We will look at the clinical criteria for diagnosis of alcoholism and then discuss some of the psychological phenomena operating. Actually clinicians don’t use the word alcoholic or alcoholism. Instead they categorize a pattern of usage as alcohol abuse or alcohol dependence. Think of alcohol dependence as synonymous with alcoholism, and alcohol abuse as a stepping stone to get there. In other words, you can abuse alcohol, like many college students do, but never become dependent upon it. But you probably can’t become dependent upon it without having abused it for a while first.
In order to qualify for substance dependence you need to meet three of the seven criteria listed below over a one year period. These criteria are taken from the DSM IV-TR, which is what clinicians use to diagnose psychological disorders of all kinds.

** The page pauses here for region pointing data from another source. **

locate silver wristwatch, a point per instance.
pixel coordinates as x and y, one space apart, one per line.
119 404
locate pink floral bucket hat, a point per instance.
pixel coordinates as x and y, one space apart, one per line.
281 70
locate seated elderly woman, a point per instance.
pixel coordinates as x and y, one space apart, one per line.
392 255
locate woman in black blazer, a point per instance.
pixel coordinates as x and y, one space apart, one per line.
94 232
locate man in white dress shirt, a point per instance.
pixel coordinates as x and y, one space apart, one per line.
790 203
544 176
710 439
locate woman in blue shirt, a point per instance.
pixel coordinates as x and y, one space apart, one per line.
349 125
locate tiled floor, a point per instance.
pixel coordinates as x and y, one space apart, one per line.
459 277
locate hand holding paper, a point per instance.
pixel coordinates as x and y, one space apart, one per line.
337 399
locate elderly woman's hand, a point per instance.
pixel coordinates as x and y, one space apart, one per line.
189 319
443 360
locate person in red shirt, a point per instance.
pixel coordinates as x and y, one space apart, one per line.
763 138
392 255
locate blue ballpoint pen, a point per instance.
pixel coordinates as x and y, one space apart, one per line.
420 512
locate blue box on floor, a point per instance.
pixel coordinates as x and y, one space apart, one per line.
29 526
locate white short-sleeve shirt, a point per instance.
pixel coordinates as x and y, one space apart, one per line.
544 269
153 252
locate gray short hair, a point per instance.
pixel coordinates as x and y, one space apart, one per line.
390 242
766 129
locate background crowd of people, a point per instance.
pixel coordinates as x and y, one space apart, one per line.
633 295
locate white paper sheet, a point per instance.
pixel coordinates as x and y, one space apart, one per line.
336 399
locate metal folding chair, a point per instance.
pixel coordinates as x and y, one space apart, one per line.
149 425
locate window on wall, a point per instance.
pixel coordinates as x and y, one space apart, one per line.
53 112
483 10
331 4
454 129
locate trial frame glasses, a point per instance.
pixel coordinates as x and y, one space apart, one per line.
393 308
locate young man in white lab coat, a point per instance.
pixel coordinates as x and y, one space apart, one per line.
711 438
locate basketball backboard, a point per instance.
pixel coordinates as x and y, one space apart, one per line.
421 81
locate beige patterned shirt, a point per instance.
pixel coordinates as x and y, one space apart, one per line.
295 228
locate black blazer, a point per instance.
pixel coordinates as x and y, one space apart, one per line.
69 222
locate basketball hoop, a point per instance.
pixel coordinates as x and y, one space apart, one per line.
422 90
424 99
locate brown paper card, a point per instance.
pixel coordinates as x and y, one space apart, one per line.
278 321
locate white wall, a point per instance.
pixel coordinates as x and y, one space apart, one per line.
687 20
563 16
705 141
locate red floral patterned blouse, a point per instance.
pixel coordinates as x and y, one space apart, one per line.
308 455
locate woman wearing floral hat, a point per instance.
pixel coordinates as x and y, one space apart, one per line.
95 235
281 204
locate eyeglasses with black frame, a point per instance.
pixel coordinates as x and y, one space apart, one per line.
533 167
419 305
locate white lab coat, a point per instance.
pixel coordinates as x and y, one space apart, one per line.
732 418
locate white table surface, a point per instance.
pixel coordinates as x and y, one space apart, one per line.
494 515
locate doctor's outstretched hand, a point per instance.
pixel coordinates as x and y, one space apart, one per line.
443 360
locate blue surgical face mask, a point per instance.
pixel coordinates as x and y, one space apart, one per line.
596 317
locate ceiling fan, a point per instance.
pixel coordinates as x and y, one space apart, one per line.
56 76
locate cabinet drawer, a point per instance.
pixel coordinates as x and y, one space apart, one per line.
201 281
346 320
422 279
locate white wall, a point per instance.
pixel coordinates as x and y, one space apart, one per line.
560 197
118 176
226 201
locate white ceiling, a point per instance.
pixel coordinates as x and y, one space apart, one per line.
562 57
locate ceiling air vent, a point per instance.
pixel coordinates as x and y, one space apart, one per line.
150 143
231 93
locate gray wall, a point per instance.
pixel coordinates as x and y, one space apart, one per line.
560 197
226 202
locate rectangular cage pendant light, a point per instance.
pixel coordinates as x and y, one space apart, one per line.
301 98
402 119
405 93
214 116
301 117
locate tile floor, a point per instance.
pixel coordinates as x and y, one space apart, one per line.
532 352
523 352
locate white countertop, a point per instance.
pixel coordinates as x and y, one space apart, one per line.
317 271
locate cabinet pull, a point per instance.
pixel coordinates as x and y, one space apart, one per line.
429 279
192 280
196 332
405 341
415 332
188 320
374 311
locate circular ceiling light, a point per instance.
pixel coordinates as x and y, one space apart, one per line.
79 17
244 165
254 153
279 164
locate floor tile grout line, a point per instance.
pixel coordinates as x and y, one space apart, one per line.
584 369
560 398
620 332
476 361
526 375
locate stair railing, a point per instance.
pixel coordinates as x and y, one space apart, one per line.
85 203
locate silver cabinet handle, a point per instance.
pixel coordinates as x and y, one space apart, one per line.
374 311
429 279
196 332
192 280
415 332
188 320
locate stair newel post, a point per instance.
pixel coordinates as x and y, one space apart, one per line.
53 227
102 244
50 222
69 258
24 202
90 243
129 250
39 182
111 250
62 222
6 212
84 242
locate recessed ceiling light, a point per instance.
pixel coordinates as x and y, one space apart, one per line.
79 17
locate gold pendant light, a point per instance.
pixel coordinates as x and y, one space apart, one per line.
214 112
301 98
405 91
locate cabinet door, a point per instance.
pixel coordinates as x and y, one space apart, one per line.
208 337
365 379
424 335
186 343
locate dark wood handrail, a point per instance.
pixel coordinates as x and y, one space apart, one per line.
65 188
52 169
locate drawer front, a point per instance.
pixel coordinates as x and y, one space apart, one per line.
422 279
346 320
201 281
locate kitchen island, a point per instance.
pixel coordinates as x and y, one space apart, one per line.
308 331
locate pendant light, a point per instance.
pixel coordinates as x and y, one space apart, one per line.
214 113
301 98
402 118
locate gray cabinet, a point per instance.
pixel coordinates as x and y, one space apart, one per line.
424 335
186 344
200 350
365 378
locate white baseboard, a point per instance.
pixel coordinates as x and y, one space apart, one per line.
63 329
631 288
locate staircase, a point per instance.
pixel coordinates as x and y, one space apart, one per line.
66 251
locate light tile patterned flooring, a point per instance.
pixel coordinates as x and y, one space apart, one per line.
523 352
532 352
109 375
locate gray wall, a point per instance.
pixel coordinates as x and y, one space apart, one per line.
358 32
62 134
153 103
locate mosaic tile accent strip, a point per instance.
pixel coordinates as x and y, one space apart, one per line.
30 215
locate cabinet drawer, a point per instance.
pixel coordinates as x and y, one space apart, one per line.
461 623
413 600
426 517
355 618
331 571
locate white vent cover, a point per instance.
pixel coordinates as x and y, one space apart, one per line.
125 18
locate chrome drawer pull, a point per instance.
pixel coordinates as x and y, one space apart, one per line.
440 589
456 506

(1) tolerance, as defined by either of the following:
(a) a need for markedly increased amounts of the substance to achieve intoxication or desired effect
(b) markedly diminished effect with continued use of the same amount of the substance
(2) withdrawal, as manifested by either of the following:
(a) the characteristic withdrawal syndrome for the substance
(b) the same (or a closely related) substance is taken to relieve or avoid withdrawal symptoms
(3) the substance is often taken in larger amounts or over a longer period than was intended
(4) there is a persistent desire or unsuccessful efforts to cut down or control substance use
(5) a great deal of time is spent in activities necessary to obtain the substance
(e.g., visiting multiple doctors or driving long distances), use the substance (e.g., chain -smoking), or recover from its effects
(6) important social, occupational, or recreational activities are given up or reduced because of substance use
(7) the substance use is continued despite knowledge of having a persistent or recurrent physical or psychological problem that is likely to have been caused or exacerbated by the substance (e.g., current cocaine use despite recognition of cocaine-induced depression, or continued drinking despite recognition that an ulcer was made worse by alcohol consumption)

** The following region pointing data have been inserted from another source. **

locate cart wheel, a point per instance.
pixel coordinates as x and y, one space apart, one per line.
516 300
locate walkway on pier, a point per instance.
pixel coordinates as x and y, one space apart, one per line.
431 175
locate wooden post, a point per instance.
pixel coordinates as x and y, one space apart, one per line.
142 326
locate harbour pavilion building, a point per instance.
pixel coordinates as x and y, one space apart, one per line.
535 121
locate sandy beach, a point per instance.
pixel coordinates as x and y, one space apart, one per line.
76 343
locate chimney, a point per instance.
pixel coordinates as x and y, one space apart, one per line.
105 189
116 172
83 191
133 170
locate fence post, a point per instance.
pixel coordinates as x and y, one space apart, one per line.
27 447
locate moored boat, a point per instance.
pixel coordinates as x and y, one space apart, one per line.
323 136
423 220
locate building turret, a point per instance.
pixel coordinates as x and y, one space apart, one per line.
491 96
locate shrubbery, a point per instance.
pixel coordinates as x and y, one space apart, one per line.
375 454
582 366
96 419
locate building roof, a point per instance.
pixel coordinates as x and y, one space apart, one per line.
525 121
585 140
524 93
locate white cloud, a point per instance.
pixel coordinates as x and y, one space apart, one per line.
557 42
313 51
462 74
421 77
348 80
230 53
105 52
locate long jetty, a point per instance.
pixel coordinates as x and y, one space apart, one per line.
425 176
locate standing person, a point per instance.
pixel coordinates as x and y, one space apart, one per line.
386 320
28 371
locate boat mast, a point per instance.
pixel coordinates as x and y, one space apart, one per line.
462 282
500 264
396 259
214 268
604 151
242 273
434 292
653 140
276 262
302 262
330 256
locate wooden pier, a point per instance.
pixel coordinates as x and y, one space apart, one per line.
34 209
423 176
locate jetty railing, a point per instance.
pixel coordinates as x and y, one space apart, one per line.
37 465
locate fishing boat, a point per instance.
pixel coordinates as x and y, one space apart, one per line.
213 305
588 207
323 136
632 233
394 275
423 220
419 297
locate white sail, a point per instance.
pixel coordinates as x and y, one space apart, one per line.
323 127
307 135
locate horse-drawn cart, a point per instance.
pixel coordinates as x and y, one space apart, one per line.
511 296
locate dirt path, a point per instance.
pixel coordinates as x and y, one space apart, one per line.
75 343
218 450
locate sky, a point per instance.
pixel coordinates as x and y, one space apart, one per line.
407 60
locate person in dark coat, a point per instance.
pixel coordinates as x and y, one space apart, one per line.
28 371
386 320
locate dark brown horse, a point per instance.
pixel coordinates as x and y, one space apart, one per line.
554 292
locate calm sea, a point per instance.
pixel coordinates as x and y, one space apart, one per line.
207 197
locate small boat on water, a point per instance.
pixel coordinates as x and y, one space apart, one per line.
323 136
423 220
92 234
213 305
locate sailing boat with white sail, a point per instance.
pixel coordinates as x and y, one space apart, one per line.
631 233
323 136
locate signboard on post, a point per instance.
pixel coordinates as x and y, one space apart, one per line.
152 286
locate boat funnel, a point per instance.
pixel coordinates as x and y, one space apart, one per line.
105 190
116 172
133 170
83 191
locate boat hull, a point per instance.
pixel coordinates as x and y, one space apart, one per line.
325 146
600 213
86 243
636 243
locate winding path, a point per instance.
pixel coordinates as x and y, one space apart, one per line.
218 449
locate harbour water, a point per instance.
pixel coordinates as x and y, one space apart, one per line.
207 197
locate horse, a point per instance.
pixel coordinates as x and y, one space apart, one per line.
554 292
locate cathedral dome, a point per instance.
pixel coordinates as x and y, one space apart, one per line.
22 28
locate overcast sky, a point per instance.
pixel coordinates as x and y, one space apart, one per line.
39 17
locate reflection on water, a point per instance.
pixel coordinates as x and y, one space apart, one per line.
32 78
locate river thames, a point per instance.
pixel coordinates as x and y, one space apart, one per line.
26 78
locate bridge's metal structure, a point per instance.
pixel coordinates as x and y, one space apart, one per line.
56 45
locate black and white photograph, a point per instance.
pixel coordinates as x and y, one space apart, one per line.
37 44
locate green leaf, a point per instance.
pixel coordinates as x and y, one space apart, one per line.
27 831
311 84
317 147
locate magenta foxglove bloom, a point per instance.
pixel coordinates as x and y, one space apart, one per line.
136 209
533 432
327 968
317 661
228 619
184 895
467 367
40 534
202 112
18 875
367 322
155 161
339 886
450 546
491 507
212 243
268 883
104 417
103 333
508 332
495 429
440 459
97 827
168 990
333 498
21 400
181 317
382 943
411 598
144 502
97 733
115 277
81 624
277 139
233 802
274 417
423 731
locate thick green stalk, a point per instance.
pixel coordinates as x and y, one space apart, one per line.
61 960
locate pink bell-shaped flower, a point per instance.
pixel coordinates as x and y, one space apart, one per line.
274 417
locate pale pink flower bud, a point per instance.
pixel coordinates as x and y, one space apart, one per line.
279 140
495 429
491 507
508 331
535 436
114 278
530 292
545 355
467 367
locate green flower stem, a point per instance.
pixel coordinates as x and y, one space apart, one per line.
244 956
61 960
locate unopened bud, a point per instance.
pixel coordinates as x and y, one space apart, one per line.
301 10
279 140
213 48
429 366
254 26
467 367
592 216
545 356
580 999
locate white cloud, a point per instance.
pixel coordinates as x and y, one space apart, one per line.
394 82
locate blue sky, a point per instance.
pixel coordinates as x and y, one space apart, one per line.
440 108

Now we will talk about some factors to consider while looking at the list. The first is that many of the criteria can only be confirmed or rejected by you. Other than the visible signs of tolerance and withdrawal, the criteria are mostly internal and subjective. This gives you the opportunity for denial. For example, what are important activities? You can easily decide that you lost interest in a group of friends or a project because it was not your cup of tea. What is a great deal of time? Who doesn’t feel a little under the weather after a night out on the town?
The next point is that some of the criteria have a psychodynamic component to them, meaning that you consciously expect to do one thing but your unconscious drives and motivations lead you to do the opposite. You make a concerted effort to cut down on the volume consumed during a night out but somehow still end up getting wasted. Or you make a concerted effort to cut back on how often you drink but somehow find yourself surrounded by the same people drinking to excess on nights when you did not plan on it.

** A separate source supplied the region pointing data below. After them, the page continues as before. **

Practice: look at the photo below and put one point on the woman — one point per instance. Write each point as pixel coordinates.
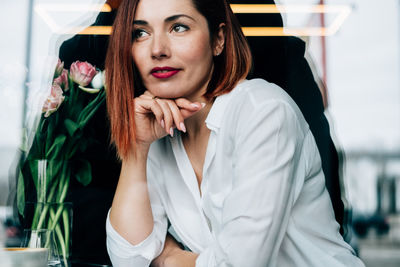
(230, 163)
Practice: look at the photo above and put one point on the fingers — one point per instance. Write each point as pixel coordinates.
(168, 124)
(170, 113)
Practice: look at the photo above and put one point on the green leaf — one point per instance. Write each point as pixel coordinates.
(56, 147)
(33, 167)
(84, 173)
(71, 126)
(21, 193)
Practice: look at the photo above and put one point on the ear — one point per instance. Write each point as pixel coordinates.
(219, 40)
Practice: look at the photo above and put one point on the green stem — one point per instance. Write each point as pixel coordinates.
(66, 229)
(61, 200)
(43, 211)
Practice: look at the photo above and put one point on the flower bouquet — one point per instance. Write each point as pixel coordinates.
(61, 136)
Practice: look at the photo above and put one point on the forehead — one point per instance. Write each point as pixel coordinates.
(161, 9)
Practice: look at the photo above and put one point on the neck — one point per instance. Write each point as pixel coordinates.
(195, 124)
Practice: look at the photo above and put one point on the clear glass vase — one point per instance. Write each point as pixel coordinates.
(56, 217)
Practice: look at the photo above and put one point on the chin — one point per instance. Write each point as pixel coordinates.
(169, 91)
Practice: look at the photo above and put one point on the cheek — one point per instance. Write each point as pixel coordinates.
(197, 53)
(138, 59)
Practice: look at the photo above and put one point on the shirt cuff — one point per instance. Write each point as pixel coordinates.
(119, 247)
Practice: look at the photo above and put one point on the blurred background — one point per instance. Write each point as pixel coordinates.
(352, 45)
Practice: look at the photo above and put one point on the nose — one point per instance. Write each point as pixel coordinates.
(160, 47)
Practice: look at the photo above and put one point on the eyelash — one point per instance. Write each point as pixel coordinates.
(180, 25)
(136, 32)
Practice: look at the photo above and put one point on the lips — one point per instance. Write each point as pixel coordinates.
(164, 72)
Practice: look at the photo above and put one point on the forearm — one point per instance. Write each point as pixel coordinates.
(131, 204)
(173, 256)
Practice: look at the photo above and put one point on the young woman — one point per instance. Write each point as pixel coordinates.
(230, 163)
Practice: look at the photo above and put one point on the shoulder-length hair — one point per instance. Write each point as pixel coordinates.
(123, 80)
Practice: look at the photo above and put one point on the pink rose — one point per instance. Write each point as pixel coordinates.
(59, 68)
(82, 72)
(62, 80)
(53, 101)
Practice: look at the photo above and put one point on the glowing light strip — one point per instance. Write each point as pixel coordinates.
(342, 10)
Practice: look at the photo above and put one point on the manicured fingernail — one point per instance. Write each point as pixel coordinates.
(183, 128)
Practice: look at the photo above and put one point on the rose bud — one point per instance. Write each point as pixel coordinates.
(82, 72)
(59, 68)
(97, 81)
(62, 80)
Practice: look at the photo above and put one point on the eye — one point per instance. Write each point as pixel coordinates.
(180, 28)
(139, 33)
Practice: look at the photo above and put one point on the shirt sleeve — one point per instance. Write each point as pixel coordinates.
(122, 253)
(256, 212)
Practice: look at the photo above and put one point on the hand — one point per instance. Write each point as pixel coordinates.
(157, 117)
(173, 256)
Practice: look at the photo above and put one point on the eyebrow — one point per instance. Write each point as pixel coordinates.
(169, 19)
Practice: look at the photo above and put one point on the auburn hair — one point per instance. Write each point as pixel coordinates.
(123, 81)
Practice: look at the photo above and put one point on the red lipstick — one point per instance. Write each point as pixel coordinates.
(164, 72)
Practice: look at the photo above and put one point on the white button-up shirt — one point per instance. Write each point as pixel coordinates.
(262, 200)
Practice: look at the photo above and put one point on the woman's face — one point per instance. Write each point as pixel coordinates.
(172, 48)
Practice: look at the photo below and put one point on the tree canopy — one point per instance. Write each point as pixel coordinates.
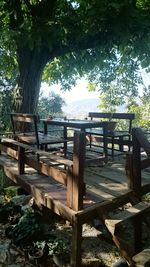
(61, 40)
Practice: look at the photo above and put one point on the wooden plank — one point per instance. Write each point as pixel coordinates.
(38, 151)
(47, 169)
(78, 170)
(130, 213)
(142, 259)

Denial is made infinitely easier in our culture because alcohol is a central part of almost every social gathering. You can blend in and even feel good about your consumption when comparing yourself to friends, colleagues, or family members whose drinking is more obviously a problem.
Substance use of all kinds and anxiety are usually closely linked. The substance offers a balm for painful feelings of anxiety that might be largely unconscious but flit at the edge of consciousness. This is why people usually give up everything else that was important in their life before giving up the very thing that has helped to ruin it, because the substance offers a transitory sense of well-being that nothing and no one else has ever been able to provide.